Noir : De là ton idée qu’il devienne un bon théologien ? Je suis d’accord avec toi : l’intelligence artificielle aura toujours lu plus de choses que nous et, comme elle apprend à raisonner en nous observant – et qu’elle le fait mieux que nous – elle pourrait découvrir dans nos textes des choses que nous n’avons pas pu voir. Au fond, puisqu’elle simule mieux que nous notre propre intelligence, pourquoi ne pas lui apprendre à raisonner comme un théologien ? Tu as raison.
Mais n’est-ce pas encore une vision de Dieu comme un grand architecte ? … qui gère le monde sur son grand ordinateur, précisément ! Une vision mécanique de la théologie ?
Blanc : C’est une vision mécanique du langage, c’est sûr. Mais c’est par des mécanismes d’apprentissage que progresse toute science. L’ordinateur ne fait rien d’autre. Désormais il apprend comme nous et il le fait bien.
L’intelligence artificielle ne fait que déployer notre regard : elle voit des choses que nous sommes incapables de voir de par sa capacité à tirer des schémas logiques de quantités gigantesques de données. Elle agit comme un télescope braqué sur l’intelligence, ce qui lui permet de voir des choses qui ne nous étaient pas encore apparues.
Noir : Mais l’ordinateur n’a pas la Foi : il ne fait que recouper des discours de croyants.
Blanc : On pourra mieux comprendre la parole de Dieu grâce à l’intelligence artificielle.
Noir : mais on ne pourra mieux la comprendre qu’à la lumière de sa propre foi.

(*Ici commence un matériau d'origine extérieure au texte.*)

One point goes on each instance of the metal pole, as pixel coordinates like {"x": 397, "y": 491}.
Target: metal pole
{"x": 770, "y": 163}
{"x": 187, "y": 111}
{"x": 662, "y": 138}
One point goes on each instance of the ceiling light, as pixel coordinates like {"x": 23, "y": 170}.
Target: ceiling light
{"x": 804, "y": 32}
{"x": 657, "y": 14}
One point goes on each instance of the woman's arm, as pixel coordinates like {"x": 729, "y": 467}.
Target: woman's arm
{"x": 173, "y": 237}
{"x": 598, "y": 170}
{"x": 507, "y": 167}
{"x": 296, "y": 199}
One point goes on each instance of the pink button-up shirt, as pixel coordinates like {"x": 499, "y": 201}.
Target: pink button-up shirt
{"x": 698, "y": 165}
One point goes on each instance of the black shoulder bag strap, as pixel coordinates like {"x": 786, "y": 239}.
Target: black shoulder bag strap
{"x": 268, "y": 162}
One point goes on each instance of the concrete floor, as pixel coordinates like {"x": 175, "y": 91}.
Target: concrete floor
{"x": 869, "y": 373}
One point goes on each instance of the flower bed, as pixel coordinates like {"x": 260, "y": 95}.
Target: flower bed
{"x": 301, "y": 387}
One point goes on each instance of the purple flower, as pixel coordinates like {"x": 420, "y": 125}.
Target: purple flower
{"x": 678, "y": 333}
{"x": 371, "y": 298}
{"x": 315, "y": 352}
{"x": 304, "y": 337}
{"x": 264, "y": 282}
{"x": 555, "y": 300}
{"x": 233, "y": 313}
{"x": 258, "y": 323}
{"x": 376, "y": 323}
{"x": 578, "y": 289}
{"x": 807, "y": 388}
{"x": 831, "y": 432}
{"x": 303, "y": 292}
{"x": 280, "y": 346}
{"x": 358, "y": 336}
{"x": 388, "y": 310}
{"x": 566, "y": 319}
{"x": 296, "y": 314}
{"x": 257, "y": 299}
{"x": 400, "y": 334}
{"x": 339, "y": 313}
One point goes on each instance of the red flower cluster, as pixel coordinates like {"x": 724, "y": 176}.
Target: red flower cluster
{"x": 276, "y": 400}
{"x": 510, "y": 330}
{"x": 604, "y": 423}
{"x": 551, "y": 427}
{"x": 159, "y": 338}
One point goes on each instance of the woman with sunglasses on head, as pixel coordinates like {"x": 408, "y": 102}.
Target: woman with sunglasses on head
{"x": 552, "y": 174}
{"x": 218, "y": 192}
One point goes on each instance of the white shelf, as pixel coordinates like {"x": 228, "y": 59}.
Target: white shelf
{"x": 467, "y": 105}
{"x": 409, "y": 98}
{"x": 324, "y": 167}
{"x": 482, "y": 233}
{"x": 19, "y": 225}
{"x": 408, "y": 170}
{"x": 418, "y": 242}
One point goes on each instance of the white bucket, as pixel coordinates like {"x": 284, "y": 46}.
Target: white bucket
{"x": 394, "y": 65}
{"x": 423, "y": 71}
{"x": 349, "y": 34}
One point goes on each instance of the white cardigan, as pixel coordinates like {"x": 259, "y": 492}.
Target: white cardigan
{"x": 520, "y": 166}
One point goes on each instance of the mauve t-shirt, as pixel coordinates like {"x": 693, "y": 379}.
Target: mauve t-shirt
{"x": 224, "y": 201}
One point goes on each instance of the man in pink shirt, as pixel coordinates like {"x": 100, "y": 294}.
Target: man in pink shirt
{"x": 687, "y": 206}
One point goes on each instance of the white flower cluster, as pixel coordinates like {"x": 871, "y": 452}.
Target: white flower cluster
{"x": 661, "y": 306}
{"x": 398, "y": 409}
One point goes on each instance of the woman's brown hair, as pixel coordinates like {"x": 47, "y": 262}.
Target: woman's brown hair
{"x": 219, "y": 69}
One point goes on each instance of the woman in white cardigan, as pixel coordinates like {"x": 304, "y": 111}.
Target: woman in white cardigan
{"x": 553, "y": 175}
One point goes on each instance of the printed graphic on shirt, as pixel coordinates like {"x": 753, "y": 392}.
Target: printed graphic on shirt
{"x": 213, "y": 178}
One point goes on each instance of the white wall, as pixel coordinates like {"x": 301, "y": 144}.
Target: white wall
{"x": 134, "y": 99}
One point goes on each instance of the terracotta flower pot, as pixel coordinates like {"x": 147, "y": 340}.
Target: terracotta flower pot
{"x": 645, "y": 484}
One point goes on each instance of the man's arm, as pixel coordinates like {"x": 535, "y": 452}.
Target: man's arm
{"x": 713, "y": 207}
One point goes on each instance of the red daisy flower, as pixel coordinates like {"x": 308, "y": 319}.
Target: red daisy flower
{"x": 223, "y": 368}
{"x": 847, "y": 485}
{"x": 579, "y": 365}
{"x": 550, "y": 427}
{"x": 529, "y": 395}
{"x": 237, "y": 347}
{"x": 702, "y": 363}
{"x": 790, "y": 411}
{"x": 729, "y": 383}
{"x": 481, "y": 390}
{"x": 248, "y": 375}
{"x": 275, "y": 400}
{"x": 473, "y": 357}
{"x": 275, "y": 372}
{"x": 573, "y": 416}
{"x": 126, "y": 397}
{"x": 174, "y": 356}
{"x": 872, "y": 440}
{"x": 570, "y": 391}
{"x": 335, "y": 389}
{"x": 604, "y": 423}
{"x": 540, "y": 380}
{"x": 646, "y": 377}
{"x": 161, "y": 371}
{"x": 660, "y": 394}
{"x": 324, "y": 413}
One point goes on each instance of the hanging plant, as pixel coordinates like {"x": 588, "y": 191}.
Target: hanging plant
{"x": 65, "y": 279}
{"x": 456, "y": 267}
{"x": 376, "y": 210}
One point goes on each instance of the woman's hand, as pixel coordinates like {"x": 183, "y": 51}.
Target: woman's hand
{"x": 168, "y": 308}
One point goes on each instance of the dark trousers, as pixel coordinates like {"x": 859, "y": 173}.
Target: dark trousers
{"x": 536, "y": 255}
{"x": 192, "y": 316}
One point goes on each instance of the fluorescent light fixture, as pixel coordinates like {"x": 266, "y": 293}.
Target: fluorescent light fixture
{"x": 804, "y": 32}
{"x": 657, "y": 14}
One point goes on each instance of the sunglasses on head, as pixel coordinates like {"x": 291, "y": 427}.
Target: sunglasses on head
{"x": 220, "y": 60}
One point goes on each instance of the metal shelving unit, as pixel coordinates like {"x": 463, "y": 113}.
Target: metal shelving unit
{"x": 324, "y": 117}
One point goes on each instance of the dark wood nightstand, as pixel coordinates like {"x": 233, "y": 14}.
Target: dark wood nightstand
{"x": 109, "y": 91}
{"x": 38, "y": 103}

Blanc : On peut dire que l’intelligence artificielle...
Noir : …pourra éclairer l’intelligence qui cherche Dieu.
frère Laurent Mathelot
Le frère Laurent Mathelot est dominicain de la vice-province de Belgique. Mathématicien et théologien, il étudie les questions de logique en philosophie du langage. Il est membre du Groupe Albert-le-Grand qui rassemble des dominicain(e)s réfléchissant sur des questions scientifiques. Il réside actuellement au Couvent Saint Albert-le-Grand de Liège (Belgique).